Mass shootings are increasingly part of the background noise of life in a country coming apart at the seams. As far as I can tell, there’s little sense that this latest shooting is a watershed moment that could spur political change. Instead, it’s the kind of regular occurrence we are expected to live with, lest the right’s quest for unfettered gun access be interrupted.

The reason that America endures a level of gun violence unique among developed countries, and that we can often do little about it, is so many politicians have views on guns that aren’t far afield from McVeigh’s. As Representative Jamie Raskin, a Democrat from Maryland, has pointed out, it’s become common to hear Republicans echo McVeigh’s insurrectionary theory of the Second Amendment, which holds that Americans must be allowed to amass personal arsenals in case they need to overthrow the government. As the MAGA congresswomen Lauren Boebert once put it, the Second Amendment “has nothing to do with hunting, unless you’re talking about hunting tyrants.”
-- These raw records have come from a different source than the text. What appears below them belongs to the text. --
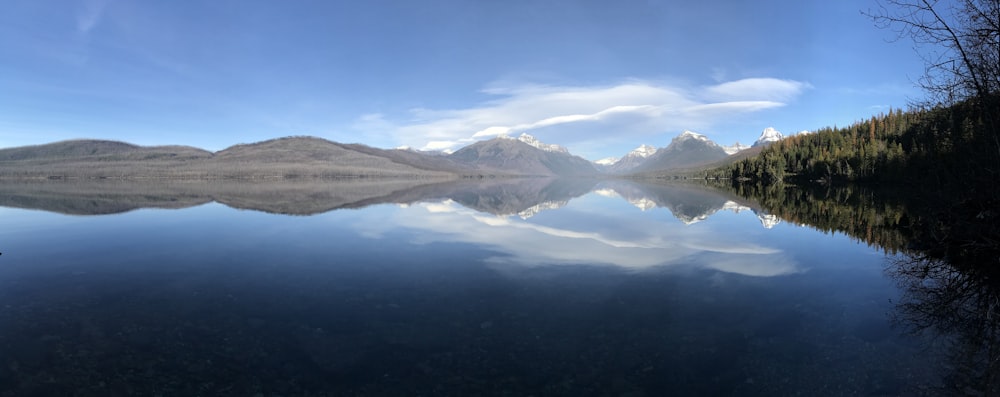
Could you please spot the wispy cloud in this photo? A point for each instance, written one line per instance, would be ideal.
(641, 243)
(584, 115)
(89, 16)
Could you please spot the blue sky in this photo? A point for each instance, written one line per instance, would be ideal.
(599, 77)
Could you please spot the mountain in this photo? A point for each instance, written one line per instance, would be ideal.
(735, 148)
(530, 140)
(633, 159)
(99, 150)
(513, 156)
(687, 150)
(276, 158)
(768, 136)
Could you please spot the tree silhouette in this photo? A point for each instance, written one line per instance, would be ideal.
(959, 42)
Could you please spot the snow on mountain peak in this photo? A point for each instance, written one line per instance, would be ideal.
(643, 151)
(735, 148)
(538, 144)
(768, 136)
(692, 135)
(606, 161)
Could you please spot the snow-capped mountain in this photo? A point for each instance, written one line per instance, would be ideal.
(768, 136)
(633, 159)
(689, 149)
(518, 157)
(539, 144)
(735, 148)
(607, 161)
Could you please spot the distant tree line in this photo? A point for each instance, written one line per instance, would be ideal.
(945, 146)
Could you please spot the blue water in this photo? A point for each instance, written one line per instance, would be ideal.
(590, 295)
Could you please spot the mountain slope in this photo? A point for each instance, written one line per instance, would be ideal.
(768, 136)
(687, 150)
(284, 157)
(506, 155)
(632, 160)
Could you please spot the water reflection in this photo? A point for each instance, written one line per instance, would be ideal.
(942, 253)
(962, 309)
(532, 286)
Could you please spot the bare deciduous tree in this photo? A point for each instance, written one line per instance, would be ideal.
(959, 41)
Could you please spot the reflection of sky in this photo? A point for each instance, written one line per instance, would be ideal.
(592, 229)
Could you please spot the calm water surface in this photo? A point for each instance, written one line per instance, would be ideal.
(610, 288)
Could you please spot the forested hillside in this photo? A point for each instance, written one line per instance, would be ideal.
(944, 146)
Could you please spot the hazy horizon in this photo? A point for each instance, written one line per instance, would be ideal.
(598, 78)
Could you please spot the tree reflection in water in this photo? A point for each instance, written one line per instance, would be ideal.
(960, 308)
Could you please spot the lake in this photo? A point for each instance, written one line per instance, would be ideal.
(501, 287)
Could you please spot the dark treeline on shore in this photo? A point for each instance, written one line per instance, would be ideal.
(947, 265)
(922, 184)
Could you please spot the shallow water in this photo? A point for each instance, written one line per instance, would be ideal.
(599, 288)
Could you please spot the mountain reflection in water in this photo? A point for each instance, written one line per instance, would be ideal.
(493, 287)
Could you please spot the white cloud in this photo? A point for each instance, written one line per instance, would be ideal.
(756, 89)
(90, 15)
(640, 243)
(588, 115)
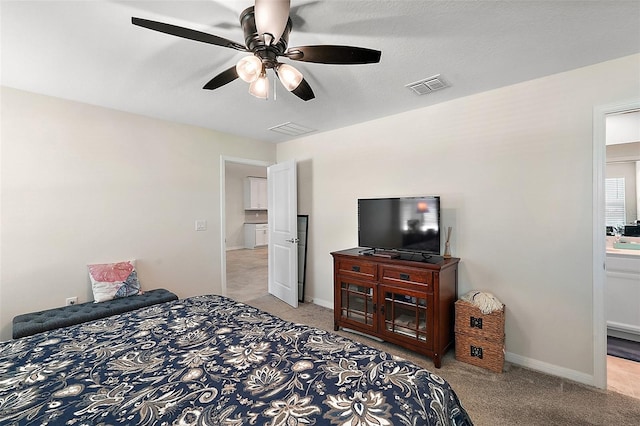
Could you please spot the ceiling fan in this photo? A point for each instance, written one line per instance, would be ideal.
(266, 28)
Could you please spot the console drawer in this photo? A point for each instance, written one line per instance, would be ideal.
(403, 275)
(358, 268)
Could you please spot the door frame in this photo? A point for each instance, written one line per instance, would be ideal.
(223, 217)
(599, 239)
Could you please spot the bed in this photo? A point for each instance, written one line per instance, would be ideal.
(209, 360)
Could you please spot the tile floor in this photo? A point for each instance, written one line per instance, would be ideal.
(247, 280)
(623, 376)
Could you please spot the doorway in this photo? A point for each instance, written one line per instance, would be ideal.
(622, 167)
(606, 374)
(244, 270)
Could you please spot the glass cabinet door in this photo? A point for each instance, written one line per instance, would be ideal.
(407, 313)
(357, 303)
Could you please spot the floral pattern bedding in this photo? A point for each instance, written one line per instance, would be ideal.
(209, 360)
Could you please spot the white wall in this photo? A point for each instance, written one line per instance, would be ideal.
(82, 184)
(514, 169)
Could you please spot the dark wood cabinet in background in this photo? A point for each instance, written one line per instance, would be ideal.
(408, 301)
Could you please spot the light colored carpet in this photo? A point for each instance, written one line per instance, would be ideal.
(518, 396)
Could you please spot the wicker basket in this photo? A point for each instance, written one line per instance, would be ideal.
(480, 352)
(470, 320)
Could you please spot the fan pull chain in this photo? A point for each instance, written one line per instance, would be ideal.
(275, 84)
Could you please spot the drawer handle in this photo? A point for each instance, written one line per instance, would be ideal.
(475, 323)
(476, 352)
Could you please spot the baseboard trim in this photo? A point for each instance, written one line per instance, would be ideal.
(551, 369)
(533, 364)
(323, 303)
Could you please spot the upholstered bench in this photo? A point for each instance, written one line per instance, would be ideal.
(37, 322)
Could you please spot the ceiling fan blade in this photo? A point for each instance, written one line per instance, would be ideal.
(187, 33)
(271, 17)
(221, 79)
(331, 54)
(304, 91)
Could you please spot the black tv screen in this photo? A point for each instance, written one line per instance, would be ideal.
(407, 223)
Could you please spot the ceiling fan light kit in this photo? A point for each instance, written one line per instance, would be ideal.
(260, 87)
(266, 27)
(249, 68)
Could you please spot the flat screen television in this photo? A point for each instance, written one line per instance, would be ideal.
(403, 224)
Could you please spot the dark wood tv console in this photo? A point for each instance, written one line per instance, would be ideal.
(406, 300)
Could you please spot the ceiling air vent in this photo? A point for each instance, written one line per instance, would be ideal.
(291, 129)
(428, 85)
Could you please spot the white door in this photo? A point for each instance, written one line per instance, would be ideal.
(283, 231)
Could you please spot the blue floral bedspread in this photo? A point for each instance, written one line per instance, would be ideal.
(209, 360)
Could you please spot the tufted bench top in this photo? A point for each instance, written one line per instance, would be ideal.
(50, 319)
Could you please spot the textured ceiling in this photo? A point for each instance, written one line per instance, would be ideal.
(89, 51)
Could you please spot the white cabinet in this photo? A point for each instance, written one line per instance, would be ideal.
(623, 296)
(255, 193)
(256, 235)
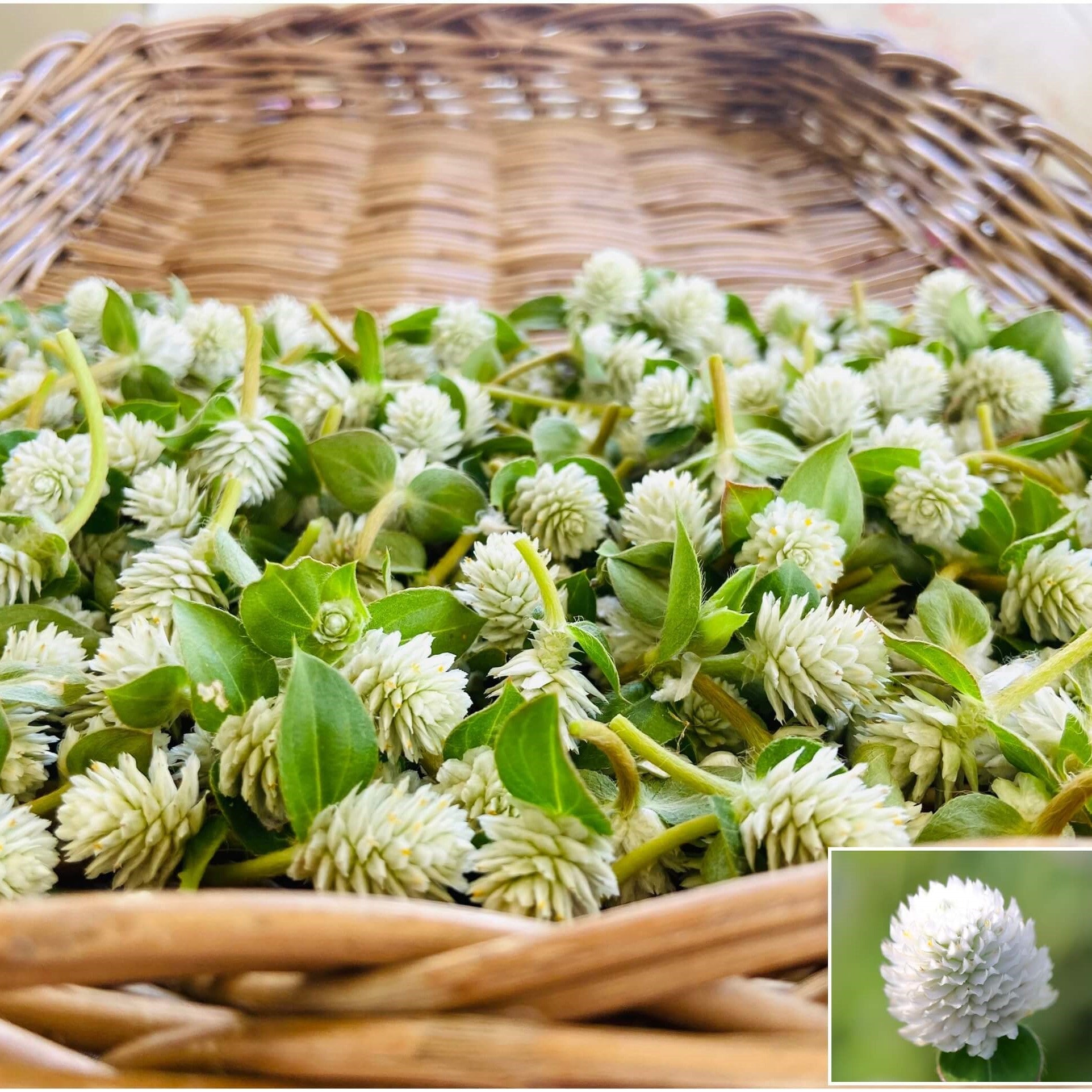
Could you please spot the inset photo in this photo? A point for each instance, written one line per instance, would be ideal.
(960, 965)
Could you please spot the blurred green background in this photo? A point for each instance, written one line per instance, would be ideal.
(1054, 887)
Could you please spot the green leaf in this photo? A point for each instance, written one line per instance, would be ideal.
(156, 698)
(357, 467)
(327, 745)
(1041, 336)
(200, 850)
(433, 610)
(534, 765)
(440, 503)
(590, 638)
(119, 328)
(482, 729)
(684, 597)
(227, 671)
(827, 481)
(973, 815)
(1017, 1061)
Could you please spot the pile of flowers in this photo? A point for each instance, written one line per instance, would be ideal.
(628, 590)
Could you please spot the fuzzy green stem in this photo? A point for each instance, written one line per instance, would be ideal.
(552, 602)
(252, 364)
(655, 848)
(266, 867)
(674, 765)
(1016, 694)
(97, 432)
(620, 757)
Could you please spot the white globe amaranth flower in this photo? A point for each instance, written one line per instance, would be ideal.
(28, 852)
(132, 445)
(248, 760)
(130, 825)
(933, 299)
(253, 451)
(164, 343)
(147, 588)
(1052, 591)
(564, 509)
(790, 531)
(165, 500)
(1014, 384)
(415, 698)
(937, 503)
(475, 785)
(388, 839)
(797, 815)
(909, 382)
(829, 401)
(542, 866)
(423, 417)
(834, 660)
(650, 511)
(459, 328)
(664, 401)
(910, 433)
(963, 969)
(689, 311)
(608, 288)
(784, 311)
(497, 585)
(220, 340)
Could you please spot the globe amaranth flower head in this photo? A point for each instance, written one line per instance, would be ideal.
(963, 969)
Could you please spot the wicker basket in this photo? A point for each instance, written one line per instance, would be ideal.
(380, 156)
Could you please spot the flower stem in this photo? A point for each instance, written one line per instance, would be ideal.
(552, 602)
(1016, 694)
(252, 364)
(622, 762)
(679, 768)
(266, 867)
(97, 430)
(655, 848)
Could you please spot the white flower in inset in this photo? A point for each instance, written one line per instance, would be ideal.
(914, 433)
(459, 329)
(133, 826)
(563, 509)
(830, 659)
(497, 585)
(937, 503)
(691, 312)
(165, 500)
(651, 507)
(797, 815)
(829, 401)
(28, 852)
(542, 866)
(414, 697)
(220, 340)
(907, 382)
(423, 416)
(1052, 590)
(388, 839)
(963, 969)
(473, 782)
(148, 587)
(664, 401)
(1014, 384)
(248, 760)
(132, 445)
(933, 298)
(790, 531)
(608, 288)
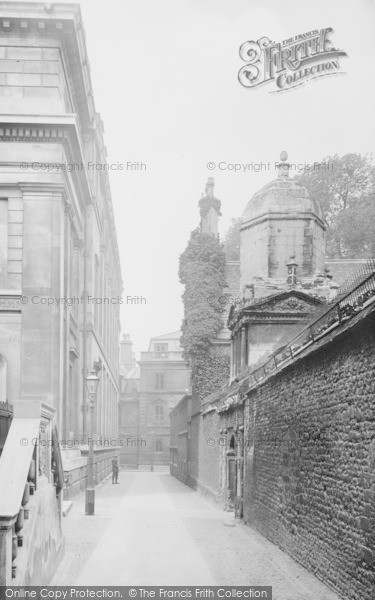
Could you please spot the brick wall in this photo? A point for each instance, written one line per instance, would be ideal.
(209, 456)
(310, 462)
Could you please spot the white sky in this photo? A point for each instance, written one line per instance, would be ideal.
(165, 83)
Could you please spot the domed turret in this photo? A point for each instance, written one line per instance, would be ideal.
(279, 221)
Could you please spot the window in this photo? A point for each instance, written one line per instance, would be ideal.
(159, 414)
(161, 347)
(160, 381)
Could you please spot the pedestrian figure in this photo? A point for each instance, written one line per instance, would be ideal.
(114, 470)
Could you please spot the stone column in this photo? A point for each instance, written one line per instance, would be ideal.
(234, 356)
(243, 348)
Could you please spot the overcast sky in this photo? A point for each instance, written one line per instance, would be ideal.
(165, 82)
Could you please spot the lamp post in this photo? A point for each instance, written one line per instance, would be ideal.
(92, 382)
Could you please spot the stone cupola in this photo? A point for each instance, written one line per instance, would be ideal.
(280, 221)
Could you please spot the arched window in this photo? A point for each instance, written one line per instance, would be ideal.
(3, 379)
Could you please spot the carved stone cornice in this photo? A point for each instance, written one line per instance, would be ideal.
(10, 302)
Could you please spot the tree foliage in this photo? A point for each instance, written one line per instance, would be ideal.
(344, 188)
(202, 272)
(345, 191)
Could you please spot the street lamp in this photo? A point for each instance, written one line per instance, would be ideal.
(92, 382)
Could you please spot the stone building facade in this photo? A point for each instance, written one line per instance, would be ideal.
(60, 282)
(288, 442)
(149, 391)
(60, 279)
(129, 423)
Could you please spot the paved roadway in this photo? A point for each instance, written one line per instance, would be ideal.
(152, 530)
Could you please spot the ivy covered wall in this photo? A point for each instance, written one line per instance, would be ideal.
(202, 272)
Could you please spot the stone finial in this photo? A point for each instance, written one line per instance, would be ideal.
(210, 187)
(283, 166)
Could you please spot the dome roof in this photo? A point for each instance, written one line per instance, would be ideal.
(282, 195)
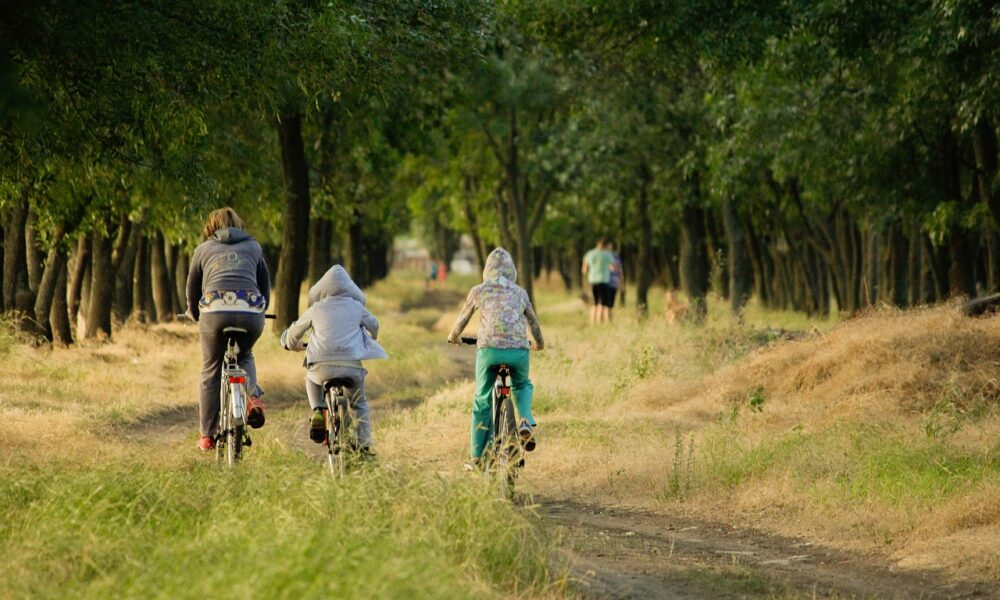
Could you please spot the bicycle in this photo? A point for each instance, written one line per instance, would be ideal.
(232, 436)
(504, 457)
(338, 425)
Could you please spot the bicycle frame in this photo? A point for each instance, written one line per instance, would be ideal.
(338, 425)
(232, 434)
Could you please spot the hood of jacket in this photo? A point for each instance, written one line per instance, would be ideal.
(230, 235)
(500, 264)
(335, 282)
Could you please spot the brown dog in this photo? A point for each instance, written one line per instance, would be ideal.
(675, 309)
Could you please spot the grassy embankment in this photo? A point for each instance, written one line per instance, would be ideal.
(102, 492)
(876, 434)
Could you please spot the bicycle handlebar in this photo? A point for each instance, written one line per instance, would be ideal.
(186, 317)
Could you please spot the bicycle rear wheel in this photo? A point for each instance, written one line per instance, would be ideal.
(234, 434)
(506, 448)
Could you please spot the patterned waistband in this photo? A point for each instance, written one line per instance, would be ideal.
(232, 300)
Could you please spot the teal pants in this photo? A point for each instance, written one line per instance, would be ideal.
(488, 361)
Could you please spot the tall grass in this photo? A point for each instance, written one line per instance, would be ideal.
(276, 527)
The Republican Party’s fetishization of guns and its fetishization of insurrection — one that’s reached a hysterical pitch since Donald Trump’s presidency — go hand in hand. Guns are at the center of a worldview in which the ability to launch an armed rebellion must always be held in reserve. And so in the wake of mass shootings, when the public is most likely to clamor for gun regulations, Republicans regularly shore up gun access instead. In April, following a school shooting in Nashville, Republicans expelled two young Black Democratic legislators who’d led a gun control protest at the Tennessee Capitol. A few days later, the State Senate passed a bill protecting the gun industry from lawsuits. . .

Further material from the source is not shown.